Ewig grüßt der Sensenmann?

Im Frühjahr 2018 wanderte ich mit einem Freund zum Brocken. Unterwegs kamen wir auf Curiepolis zu sprechen. Ich erwähnte, dass es in diesem Kosmos keine Reinkarnation (bzw. überhaupt keine Existenz einer Seele über den physischen Tod hinaus) gebe. Mein Freund sah erschrocken drein: Dann könne mit meinem Kosmos etwas nicht stimmen! Ich habe über seine Reaktion immer wieder einmal nachgedacht, und darüber, warum ein wie auch immer geartetes Jenseits oder Wiederauferstehen nicht zu Curiepolis passt.

Kunst, Philosophie und Mythologie sind seit Tausenden von Jahren besessen vom Tod. Der platonische Sokrates zeigte seine wahre Größe, als er gleichmütig Schierling trank. Die diversen monotheistischen Lehren zielen letztlich auf die Frage: Wie muss ich handeln, damit ich nach dem Tod erlöst werde? "Alle Menschen sind sterblich" argumentierte Simone de Beauvoir — ein unsterbliches Wesen sei definitionsgemäß nicht mehr menschlich. Nahezu alle Werke der Literatur beschäftigen sich in irgendeiner Form mit dem Tod — selbst wenn dieser nicht explizit in Erscheinung tritt, wird doch, sofern die Handlung einen größeren Zeitraum überdeckt, fast zwangsläufig die Entwicklung eines Menschen von der Jugend zum Erwachsenen und schließlich zum Alter (auf das anzunehmenderweise der Tod folgt) hin geschildert.

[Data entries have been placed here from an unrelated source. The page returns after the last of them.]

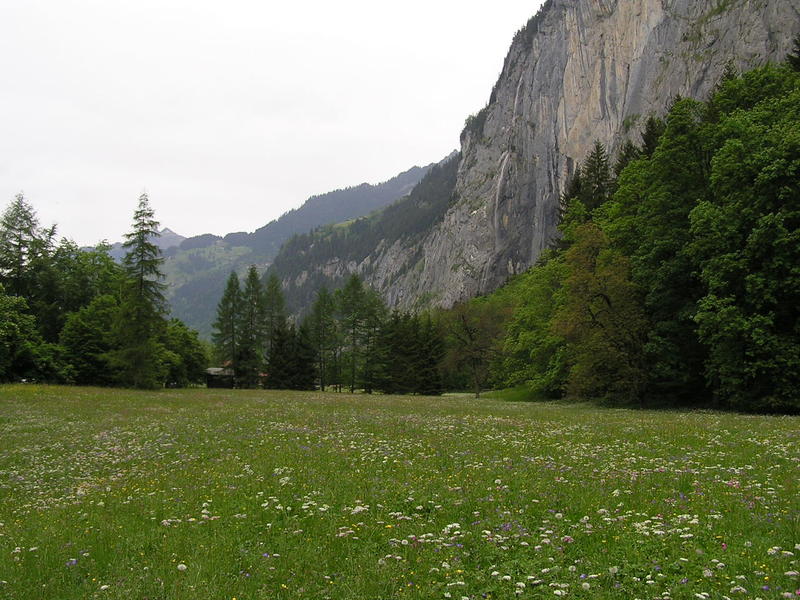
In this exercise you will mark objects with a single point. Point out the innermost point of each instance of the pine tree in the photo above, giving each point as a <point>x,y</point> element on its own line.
<point>274,309</point>
<point>143,261</point>
<point>138,362</point>
<point>323,333</point>
<point>627,153</point>
<point>226,336</point>
<point>793,59</point>
<point>304,359</point>
<point>279,365</point>
<point>253,331</point>
<point>596,179</point>
<point>350,303</point>
<point>430,356</point>
<point>653,129</point>
<point>19,234</point>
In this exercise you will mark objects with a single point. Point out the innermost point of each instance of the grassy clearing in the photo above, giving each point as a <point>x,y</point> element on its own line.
<point>109,494</point>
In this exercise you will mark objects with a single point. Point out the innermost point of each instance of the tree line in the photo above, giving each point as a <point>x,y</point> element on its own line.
<point>348,341</point>
<point>676,278</point>
<point>71,315</point>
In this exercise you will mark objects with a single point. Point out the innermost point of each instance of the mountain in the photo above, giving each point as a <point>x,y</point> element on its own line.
<point>327,255</point>
<point>196,268</point>
<point>579,71</point>
<point>165,240</point>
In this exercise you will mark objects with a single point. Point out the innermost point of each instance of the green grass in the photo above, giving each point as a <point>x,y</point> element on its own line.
<point>307,495</point>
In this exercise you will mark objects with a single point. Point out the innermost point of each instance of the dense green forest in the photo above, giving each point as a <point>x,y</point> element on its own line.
<point>349,340</point>
<point>69,315</point>
<point>677,279</point>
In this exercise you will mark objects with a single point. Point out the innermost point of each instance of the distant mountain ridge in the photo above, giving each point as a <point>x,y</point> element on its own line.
<point>196,268</point>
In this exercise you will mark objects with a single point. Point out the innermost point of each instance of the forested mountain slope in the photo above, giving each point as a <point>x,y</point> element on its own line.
<point>580,71</point>
<point>196,269</point>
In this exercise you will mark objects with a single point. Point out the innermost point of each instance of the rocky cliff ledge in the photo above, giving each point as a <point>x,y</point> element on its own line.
<point>582,70</point>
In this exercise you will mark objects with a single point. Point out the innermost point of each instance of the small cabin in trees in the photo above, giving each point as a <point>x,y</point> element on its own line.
<point>219,377</point>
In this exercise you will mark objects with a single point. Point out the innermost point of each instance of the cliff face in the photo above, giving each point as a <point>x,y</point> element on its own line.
<point>582,70</point>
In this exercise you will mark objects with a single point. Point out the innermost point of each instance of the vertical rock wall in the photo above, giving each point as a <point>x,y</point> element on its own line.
<point>582,70</point>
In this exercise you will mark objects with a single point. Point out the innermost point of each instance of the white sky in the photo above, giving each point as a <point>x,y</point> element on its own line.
<point>230,113</point>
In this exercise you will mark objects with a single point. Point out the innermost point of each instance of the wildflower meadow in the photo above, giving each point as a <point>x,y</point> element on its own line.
<point>225,494</point>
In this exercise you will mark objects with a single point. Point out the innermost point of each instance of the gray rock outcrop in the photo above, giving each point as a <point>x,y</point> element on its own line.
<point>582,70</point>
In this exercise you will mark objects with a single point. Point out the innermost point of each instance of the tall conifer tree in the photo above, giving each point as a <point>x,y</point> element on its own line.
<point>253,330</point>
<point>141,316</point>
<point>226,336</point>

Illustration zur "Göttlichen Komödie": Dante und Vergil begegnen den Seelen der Habgierigen auf einem düsteren Felsvorsprung.
Dante und Vergil begegnen den Habgierigen in der Hölle (Illustration von Gustave Doré).

Mit der Entstehung mehrzelligen Lebens kam die Sterblichkeit auf die Welt — die Menschheit investierte enorme geistige Kräfte, um sich damit zu arrangieren.

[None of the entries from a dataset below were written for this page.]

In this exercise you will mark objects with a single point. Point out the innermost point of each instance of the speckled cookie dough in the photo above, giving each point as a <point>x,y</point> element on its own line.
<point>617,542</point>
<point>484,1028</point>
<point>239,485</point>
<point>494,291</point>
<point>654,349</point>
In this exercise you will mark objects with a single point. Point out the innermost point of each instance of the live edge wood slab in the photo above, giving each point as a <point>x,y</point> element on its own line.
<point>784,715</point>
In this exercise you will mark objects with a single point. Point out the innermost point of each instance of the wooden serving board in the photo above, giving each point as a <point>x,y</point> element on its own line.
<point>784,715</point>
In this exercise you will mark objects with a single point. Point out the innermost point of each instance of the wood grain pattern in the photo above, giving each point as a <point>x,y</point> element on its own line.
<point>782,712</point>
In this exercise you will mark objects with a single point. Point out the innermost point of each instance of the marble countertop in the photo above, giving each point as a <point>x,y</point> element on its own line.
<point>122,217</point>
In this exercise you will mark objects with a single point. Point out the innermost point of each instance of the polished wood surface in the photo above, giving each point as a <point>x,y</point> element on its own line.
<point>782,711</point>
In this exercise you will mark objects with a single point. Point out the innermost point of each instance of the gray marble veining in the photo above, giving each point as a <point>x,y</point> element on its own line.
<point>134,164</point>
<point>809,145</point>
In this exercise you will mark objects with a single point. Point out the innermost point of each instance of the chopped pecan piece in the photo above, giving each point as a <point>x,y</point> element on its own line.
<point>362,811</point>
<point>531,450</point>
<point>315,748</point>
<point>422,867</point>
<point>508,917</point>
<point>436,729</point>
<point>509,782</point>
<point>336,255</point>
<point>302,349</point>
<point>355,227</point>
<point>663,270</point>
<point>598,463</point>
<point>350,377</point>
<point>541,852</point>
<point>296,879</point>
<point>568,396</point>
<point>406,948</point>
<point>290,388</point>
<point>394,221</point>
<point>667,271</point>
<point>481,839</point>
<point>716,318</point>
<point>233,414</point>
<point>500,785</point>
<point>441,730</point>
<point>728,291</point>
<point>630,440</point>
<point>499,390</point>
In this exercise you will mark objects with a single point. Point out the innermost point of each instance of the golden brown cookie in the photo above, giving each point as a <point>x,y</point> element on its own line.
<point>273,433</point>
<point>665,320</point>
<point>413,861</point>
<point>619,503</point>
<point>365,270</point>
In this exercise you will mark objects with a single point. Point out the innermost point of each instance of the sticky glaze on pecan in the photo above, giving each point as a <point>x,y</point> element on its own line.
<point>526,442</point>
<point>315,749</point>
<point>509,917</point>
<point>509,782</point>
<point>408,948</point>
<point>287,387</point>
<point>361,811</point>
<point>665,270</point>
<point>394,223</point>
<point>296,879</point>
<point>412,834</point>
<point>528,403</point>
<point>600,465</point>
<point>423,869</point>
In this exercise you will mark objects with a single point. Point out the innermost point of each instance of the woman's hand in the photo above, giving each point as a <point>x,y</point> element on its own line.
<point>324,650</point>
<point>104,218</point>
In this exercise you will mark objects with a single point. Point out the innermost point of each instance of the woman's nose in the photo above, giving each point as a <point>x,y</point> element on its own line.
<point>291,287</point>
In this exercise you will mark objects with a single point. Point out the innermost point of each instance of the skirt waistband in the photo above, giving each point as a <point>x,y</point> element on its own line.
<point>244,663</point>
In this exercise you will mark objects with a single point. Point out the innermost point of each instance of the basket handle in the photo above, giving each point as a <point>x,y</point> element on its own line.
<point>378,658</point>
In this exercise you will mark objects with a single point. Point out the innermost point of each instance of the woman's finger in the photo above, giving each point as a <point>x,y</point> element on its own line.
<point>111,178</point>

Dya auf einem Mäuerchen, im Hintergrund Curiepolis City.
Dya Rienzi

Das Leben als endliche Spanne zwischen Geburt und Tod: Ein Produkt der Evolution, aber keine prinzipielle physikalische Notwendigkeit.

Die Grenzen der Biologie überwinden

Eine Künstlerin, der meine Curiepolis-Illustrationen gefielen, bemerkte bezüglich eines Bildes von Dya Rienzi, sie würde gerne "Dya als Erwachsene" malen. Dya als Firmenangestellte, Ehefrau, Mutter, Hausbesitzerin? Das ergäbe keinen Sinn. Wer eine zukünftige Dya zu malen gedenkt, muss eine Superintelligenz darstellen, die zu den Sternen fliegt. In der irdischen Biologie verankertes Begrenzungsdenken, das die menschliche Existenz einpfercht zwischen Geburt und Tod, wird in Curiepolis obsolet. Curiepolitaner werden nicht geboren, sondern mit einem biotechnischen Verfahren erschaffen, und an der physiologischen Unsterblichkeit forschen sie kräftig. Dya will und kann ihr Dasein nicht in die muffige Schachtel einer Alltagsexistenz sperren, ich möchte nicht reinkarniert werden: Vielmehr sind die Grenzen der Biologie zu überwinden — oder, wie Dya gerne sagt: "Du sollst die Technologie mehr lieben als die Natur!"


Sich mit Unvermeidlichem abzufinden, galt lange als Zeichen von Weisheit. Viele werden sagen: vernünftigerweise! Denn gegen etwas, was sich prinzipiell nicht vermeiden lässt, aufzubegehren, ist natürlich dumm. Das Problem an dieser Argumentation liegt darin, dass immer mehr angeblich "unvermeidliche" Schicksalsschläge durch das Voranschreiten der Technologie vermeidbar geworden sind: Thomas Malthus prognostizierte Hungernöte, weil die Bevölkerung exponentiell, die landwirtschaftliche Produktion linear steige — diese traten nicht ein, da moderne Anbaumethoden, Düngemittel, Gentechnik und Konservierungsverfahren es der Landwirtschaft erlauben, mit der Anzahl der zu ernährenden Menschen Schritt zu halten. Krankheiten, die früher den sicheren Tod bedeuteten, sind heilbar geworden, die Lebenserwartung hat sich im Laufe der letzten Jahrhunderte vervierfacht. Dumm — bzw. geradezu unanständig — ist es, über ein Problem zu jammern, ohne etwas dagegen zu unternehmen. Weisheit äußert sich im Ersinnen von Methoden, mit denen sich das Problem aus der Welt räumen lässt.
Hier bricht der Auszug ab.